Developer value-add incentives like rebates and low deposit terms as well as APRA's changes on serviceability assessments and interest rate announcements have begun to turn Melbourne’s land and house market.
Project marketer RPM’s residential market review reveals that Melbourne and Geelong’s new housing markets are showing signs of recovery due to a boost in buyer sentiment and positive sales momentum.
The pace of decline in quarterly sales volumes slowed during the June quarter with total lot sales across Melbourne’s and Geelong’s land market falling 8.6 per cent to 1,796 lots compared to the previous quarter.
While there was a slight uptick in monthly sales volumes from April to June Median lot price declined 5.2 per cent to $310,000.
Melbourne's Western growth corridor — were there is the greatest competition among new housing estates — recorded 729 gross lot sales for the quarter, accounting for 41 per cent of total sales across all growth corridors.
However, gross lot sales have fallen 68 per cent over the last four quarters compared to the year prior.
While the share of total lot sales in the Northern growth corridor increased from 23 per cent to 27 per cent, the 477 gross lot sales for the region represented a 58 per cent fall from the same quarter last year.
The south east growth corridor recorded 404 lot sales in the June quarter—half the sales volume compared to the same quarter a year ago.
Nevertheless, the share of total gross sales across all growth corridors increased from 15 per cent to 22 per cent.
In an attempt to reboot the market Melbourne developers have been offering house-and-land incentives valued up to $45,000 as sales of in the greenfield suburbs grind to a halt and lot prices start to fall.

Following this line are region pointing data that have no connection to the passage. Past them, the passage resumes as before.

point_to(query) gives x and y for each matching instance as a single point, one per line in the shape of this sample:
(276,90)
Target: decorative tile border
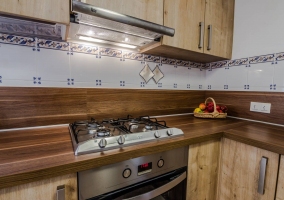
(49,44)
(279,56)
(219,64)
(110,52)
(168,61)
(237,62)
(195,65)
(183,63)
(133,56)
(151,58)
(261,59)
(84,49)
(11,39)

The incentives include tens of thousands of dollars worth of price discounts, free landscape and fencing, the payment of builder deposits, pre-loaded credit cards and even the free installation of security systems.
RPM’s head of Communities Luke Kelly said there had been a slight uptick in monthly sales volumes from April to June, indicating that Melbourne's land market had potentially bottomed out.
“Competition among developers through reduced prices and continued incentives and rebates generated higher sales activity in the sub-$300,000 market,” Kelly said.
“There’s been a return of first home buyers given the decline in the median land price and increased level of buyer enquiries on the back of the June interest rate cut and news regarding APRA’s removal of the 7.25 per cent mortgage rate test.”
RPM said that while the data showed a positive change in the number of first home buyers in the lower quartile of budgets, we expect this to improve further — and as early as the September quarter — as the full effect of two interest rate cuts and APRA changes kicks in.
“We expect a gradual rather than a sharp rebound towards the back half of 2019 and into 2020,” Kelly said.
Oliver Hume chief operating officer Julian Coppini revealed that enquiries and sales at Oliver Hume projects in Melbourne had improved over recent weeks.
“This is a trend mirrored in the broader residential property market where auction clearance rates are now trending higher and prices appear to have stabilised and, in some cases, rebounding,” Coppini said.
“While prices moderated in the June quarter, other key indicators, including total volumes and time on market, are showing signs of recovery as sentiment and demand improves.”